Em primeiro lugar, podemos constatar que um dos problemas encontrados para essa inclusão são as chamadas “ocupações tipicamente femininas”, na qual as mulheres fazem parte da menor remuneração, como por exemplo na educação, onde os homens fazem parte da maior remuneração e são professores em escolas particulares e a menor remuneração, as mulheres, são professoras em escolas públicas. Claro que é possível encontrarmos mulheres dando aula em escolas particulares, mas se comparado aos homens, essa diferença é gritante. Nessa perspectiva, essa situação precisa ser alterada.

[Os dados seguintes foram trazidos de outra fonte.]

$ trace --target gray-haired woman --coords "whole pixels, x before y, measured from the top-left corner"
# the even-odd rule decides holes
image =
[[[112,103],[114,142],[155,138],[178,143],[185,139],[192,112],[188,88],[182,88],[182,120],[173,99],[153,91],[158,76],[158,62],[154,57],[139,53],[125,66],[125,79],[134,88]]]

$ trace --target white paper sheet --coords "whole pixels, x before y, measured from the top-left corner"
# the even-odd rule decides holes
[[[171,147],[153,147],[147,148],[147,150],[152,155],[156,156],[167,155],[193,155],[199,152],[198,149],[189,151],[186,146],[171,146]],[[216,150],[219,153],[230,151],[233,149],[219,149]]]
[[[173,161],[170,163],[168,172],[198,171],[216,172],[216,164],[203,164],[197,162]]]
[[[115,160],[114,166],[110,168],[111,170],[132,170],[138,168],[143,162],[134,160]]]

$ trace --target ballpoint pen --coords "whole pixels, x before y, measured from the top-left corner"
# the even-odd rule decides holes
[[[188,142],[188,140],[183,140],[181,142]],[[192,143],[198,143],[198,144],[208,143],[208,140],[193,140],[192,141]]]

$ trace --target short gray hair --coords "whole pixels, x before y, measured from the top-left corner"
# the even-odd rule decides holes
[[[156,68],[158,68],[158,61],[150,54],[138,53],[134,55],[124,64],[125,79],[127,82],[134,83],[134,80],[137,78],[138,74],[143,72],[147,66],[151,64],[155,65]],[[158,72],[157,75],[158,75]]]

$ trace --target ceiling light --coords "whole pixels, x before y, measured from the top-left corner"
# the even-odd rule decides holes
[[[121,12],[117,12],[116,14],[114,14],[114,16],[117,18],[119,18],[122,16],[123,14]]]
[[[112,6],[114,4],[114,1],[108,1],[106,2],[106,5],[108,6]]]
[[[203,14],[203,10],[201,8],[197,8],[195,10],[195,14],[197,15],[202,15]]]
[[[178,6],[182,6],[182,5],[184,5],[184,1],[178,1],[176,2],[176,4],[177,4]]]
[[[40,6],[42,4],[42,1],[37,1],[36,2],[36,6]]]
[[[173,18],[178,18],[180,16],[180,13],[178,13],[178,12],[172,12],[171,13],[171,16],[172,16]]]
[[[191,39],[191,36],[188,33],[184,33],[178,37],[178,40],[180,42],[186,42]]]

Em segundo lugar, é possível vermos a evolução da mulher no mercado, se comparada a década de 1940, onde elas exerciam unicamente o papel de “cuidadoras do lar” ou “donas de casa”. Com o passar dos anos e o desenvolvimento das indústrias, começaram a trabalhar nas indústrias, que necessitavam de mão de obra e, eram priorizadas por receberem salários mais baixos. Em um estudo feito pelo IBGE, menos de 14% das mulheres tinham emprego da década de 1950, já em 2010, essa porcentagem aumentou para 49,9%. Mesmo com essa evolução do papel feminino no mercado de trabalho, ainda é possível ver a desigualdade nos salários recebidos pelas mulheres e pelos homens. Logo, essa situação precisa ser combatida.
Urge que a desigualdade entre os gêneros seja combatida e, para isso, cabe as empresas essa função por meio da confiança em suas funcionárias e apoio as mesmas quando necessário. Essas medidas, caso feitas em conjunto, podem diminuir os problemas encontrados pelas mulheres em suas jornadas de trabalho.